"Hei, Iron Man kamu tidak akan menang melawanku," ucap Gavin sambil memegang mainan Captain Amerika.
"Captain Amrika, aku akan mengalahkanmu dengan bantuan Thor."
"Thor temennya Captain Amerika tau."
"Temennya Iron Man kok."
"Di film Civil War Thor temennya Captain Amerika."
"Ya udah kalo gitu Om Gavin pake Iron Man, aku pake Captain Amerika."
"Loh kok gitu?"
"Karena aku mau pake Thor."
Gavin menepuk jidatnya, sementara Delvin hanya tersenyum lebar.
Wendy sejak tadi hanya menyimak permainan mereka berdua dari dapur karena sedang membuatkan cemilan.
Saat sedang menata kentang goreng dan nugget yang baru saja ia goreng ponsel Wendy berbunyi menandakan ada panggilan masuk.
"Vin?"
"Ya?" sahut Delvin dan Gavin bersamaan. Wendy tersenyum ketika mengingat nama belakang mereka yang sama sama menggunakan "Vin"
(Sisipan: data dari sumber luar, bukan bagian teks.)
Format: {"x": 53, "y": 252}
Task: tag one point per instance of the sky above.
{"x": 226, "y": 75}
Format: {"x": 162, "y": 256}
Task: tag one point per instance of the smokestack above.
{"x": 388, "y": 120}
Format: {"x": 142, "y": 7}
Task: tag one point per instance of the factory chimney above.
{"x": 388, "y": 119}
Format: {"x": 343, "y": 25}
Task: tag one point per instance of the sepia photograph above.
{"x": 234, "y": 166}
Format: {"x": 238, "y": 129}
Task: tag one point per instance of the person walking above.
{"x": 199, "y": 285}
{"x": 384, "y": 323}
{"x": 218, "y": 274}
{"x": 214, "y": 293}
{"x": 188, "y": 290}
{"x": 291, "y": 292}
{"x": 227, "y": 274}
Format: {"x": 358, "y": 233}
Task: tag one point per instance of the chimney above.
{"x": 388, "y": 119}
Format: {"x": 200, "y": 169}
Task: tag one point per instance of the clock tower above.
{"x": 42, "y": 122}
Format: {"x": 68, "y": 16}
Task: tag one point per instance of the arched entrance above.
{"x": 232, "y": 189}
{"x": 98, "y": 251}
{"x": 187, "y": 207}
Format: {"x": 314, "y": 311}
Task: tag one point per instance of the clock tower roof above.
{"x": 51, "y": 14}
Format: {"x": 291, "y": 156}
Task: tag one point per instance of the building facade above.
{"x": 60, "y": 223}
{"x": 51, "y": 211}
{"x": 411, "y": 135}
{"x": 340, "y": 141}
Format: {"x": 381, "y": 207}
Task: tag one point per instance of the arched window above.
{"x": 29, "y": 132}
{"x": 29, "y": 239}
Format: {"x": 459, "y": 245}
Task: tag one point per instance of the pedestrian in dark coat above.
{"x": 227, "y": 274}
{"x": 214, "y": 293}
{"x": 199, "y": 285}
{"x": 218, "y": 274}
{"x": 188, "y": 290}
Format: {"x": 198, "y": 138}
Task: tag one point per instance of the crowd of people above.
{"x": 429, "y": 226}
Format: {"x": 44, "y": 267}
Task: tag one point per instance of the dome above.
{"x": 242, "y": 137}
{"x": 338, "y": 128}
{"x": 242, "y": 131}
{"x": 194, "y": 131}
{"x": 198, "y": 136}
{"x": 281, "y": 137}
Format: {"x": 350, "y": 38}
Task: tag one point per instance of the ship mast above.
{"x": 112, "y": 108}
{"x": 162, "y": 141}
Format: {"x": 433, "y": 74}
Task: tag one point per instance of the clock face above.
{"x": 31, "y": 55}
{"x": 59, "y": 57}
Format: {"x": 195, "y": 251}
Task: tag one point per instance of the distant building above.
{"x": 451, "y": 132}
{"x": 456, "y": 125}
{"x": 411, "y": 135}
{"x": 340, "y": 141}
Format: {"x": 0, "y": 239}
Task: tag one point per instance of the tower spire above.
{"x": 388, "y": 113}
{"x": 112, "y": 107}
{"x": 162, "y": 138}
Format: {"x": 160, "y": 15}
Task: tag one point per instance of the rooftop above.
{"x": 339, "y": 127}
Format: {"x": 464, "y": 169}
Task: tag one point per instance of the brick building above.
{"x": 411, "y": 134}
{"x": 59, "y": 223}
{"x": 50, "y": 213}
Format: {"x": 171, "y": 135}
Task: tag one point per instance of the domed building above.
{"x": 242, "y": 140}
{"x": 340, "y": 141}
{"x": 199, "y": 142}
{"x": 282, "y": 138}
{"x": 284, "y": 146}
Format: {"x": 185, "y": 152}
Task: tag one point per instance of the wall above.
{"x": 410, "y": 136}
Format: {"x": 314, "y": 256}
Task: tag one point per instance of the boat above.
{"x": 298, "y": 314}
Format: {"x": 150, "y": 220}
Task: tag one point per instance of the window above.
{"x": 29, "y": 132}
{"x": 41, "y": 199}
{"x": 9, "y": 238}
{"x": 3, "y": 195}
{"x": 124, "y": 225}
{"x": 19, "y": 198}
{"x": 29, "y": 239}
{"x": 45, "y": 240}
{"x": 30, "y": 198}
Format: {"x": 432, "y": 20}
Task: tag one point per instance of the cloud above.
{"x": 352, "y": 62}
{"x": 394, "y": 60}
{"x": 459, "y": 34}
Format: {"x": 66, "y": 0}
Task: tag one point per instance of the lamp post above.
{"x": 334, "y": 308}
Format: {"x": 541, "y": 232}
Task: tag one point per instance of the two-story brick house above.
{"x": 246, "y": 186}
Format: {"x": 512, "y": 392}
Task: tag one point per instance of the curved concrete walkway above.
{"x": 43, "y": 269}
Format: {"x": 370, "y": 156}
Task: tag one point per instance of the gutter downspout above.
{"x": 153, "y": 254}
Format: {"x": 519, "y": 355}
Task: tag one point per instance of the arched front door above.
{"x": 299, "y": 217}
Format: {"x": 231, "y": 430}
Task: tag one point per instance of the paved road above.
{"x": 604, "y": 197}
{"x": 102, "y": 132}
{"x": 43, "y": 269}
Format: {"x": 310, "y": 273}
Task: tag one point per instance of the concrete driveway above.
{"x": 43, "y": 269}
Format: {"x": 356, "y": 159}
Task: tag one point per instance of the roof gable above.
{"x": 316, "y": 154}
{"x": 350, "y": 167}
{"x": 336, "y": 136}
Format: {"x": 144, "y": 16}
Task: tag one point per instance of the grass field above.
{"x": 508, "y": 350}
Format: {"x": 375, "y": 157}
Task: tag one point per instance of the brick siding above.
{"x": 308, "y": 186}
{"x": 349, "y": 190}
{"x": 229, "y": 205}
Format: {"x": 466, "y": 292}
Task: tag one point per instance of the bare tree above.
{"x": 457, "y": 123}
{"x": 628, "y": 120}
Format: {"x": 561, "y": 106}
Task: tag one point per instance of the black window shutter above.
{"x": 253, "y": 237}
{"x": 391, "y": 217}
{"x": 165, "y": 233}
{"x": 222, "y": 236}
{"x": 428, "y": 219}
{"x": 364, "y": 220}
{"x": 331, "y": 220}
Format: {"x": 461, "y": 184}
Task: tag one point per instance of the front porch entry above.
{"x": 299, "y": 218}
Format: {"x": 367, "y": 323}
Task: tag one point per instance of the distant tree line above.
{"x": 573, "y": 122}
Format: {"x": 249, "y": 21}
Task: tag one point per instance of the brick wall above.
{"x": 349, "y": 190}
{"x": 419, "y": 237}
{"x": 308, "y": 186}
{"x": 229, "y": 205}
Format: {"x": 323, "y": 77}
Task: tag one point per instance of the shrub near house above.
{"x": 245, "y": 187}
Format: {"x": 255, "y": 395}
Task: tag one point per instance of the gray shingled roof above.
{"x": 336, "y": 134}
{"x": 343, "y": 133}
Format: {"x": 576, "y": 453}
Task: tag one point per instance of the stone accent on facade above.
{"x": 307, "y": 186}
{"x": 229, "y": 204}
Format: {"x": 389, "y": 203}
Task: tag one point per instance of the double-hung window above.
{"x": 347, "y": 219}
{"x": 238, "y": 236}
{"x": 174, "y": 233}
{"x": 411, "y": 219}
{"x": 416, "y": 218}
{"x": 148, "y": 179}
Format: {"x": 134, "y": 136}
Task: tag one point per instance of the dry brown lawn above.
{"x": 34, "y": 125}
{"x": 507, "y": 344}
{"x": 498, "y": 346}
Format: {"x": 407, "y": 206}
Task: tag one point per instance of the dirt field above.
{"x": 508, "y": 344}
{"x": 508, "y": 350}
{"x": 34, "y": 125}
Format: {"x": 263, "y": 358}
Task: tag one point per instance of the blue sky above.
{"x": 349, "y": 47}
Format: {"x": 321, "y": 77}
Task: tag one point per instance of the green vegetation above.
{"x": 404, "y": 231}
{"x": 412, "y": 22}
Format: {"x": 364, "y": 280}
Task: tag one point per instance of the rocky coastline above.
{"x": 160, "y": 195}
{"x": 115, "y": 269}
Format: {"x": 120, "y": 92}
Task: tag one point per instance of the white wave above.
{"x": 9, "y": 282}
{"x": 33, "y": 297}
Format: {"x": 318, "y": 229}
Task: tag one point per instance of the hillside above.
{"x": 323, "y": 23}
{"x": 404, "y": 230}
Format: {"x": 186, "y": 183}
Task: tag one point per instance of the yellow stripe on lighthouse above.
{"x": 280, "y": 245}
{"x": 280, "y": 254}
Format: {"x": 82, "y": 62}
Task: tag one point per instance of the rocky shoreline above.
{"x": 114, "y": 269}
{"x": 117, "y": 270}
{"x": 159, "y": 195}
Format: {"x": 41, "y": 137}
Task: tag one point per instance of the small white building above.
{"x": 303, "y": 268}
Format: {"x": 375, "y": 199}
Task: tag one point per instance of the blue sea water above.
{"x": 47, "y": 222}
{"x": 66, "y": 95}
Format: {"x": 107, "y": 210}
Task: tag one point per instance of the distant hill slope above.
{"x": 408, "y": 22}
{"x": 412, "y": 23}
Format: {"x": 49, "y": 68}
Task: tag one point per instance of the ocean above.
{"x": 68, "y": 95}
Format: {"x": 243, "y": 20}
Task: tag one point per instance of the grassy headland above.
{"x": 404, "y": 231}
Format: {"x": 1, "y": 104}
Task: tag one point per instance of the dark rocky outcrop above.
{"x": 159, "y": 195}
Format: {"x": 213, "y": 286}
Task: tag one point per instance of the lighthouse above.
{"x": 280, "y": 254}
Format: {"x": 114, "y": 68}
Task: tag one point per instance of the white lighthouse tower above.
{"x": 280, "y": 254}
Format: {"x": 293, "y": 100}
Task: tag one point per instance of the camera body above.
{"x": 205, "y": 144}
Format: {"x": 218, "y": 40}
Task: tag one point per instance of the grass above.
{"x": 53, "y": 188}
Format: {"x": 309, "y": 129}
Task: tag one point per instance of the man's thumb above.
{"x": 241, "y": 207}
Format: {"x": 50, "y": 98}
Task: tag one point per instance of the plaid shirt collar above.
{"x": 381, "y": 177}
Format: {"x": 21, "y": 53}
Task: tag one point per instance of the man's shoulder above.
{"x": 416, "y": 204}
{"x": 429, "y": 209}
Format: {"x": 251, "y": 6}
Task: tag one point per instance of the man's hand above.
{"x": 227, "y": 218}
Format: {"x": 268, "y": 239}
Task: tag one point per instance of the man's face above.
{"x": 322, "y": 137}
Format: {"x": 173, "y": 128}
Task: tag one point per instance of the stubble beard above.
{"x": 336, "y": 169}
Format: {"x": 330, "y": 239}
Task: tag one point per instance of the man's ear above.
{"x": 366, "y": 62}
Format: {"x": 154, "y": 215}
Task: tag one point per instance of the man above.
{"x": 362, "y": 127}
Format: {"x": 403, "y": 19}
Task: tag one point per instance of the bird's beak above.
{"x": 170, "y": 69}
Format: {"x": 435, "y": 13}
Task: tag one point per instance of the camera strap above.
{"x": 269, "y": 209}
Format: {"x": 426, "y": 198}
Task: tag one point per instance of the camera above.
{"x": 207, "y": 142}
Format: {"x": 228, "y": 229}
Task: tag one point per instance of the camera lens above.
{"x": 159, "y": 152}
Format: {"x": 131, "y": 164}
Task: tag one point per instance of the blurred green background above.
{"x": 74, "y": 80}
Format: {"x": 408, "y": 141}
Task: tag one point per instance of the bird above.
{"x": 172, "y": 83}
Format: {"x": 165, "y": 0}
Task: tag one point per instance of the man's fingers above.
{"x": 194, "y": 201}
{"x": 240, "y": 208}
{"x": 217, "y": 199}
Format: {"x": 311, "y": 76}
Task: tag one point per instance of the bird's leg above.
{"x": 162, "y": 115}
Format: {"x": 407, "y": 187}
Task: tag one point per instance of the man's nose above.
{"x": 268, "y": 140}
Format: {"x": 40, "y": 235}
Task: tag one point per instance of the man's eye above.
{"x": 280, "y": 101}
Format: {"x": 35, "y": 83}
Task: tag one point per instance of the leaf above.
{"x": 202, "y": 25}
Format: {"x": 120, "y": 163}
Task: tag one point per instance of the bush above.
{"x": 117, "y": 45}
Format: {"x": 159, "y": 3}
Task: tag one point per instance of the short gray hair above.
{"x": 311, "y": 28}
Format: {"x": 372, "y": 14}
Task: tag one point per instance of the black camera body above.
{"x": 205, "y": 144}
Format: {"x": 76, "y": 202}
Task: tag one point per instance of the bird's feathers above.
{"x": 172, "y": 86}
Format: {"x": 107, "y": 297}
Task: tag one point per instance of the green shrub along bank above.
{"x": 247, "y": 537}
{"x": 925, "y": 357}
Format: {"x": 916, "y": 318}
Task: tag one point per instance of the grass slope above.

"Om Gavin, tolong ini piringnya di bawa ke situ, ya. Aku mau angkat telfon dulu."
"Oke."
Wendy segera melangkahkan kakinya menuju ke kamar untuk mengangkat telfonnya.
"Halo?"
"Halo, Wen?"
"Iya? Kenapa Lay?"
"Kamu udah senggang belom?"
"Kamu mau ke sini?"
"Iya, aku jemput. Kita makan di luar."
"Gak mau makan di apartemen aja? Aku yang masak, deh."
"Nggak."
"Kenapa?"
"Aku jelasin kalo udah ketemu aja. Aku jemput sekarang, ya?"
"Hmm, oke."
"Sepuluh menit lagi aku sampe."
"Iya, hati-hati."
Setelah panggilan terputus, Wendy segera bersiap untuk pergi bersama Lay.
"Aunty mau ke mana?" tanya Delvin saat Wendy baru saja keluar dari kamar. Gavin menoleh ke belakang dan melihat Wendy yang sudah kembali rapi.
"Mau keluar sebentar. Delvin sama Om Gavin dulu, ya?"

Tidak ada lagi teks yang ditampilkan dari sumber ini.